7. Dikieva D.M., Petrova I.A. The chemical composition of macrophytes and the factors determining the concentration of minerals in higher aquatic plants // Hydrobiological processes in water bodies / Ed. I.M.Raspopova. - L .: Nauka, 1983 .-- S.107-213.

8. Smirnova N.N. Ecological and physiological features of the root system of coastal vegetation // Gidrobiol. Zhurn. - 1980. - 26, No. 3. - S.60-69.

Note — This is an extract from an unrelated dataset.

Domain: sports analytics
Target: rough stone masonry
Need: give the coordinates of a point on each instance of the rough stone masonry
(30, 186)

9. Dmitrieva N.G., Einor L.O. The role of macrophytes in the conversion of phosphorus in water // Water. Res. - 1985. - No. 5. - S. 101-110.

10. SNiP 2.04.03-85.

Claims (1)

The water supply system of fish farms located on polder lands, including water tanks, devices for cleaning and aeration of water, pumps for supplying water to the fish farm and its return, characterized in that groundwater reservoirs separated by sand and gravel are used as water tanks a jumper with a width of 5.0-6.0 m, which is used as a hydrodynamic filter, and the first reservoir-receiver is made with the possibility of communication with the reclamation channel and planted with higher aquatic vegetation from the water supply side by 30-40%, which is used as an aerator and biological water filter, and its depth from the water supply side is not more than 0.5 m, and in the part adjacent to the bridge - not more than 2.0 m, and the second the storage reservoir is made with a depth of not more than 2.0 m, is cleaned of vegetation and communicated with the water intake of the fish farm using a pump equipped with a mechanical filter.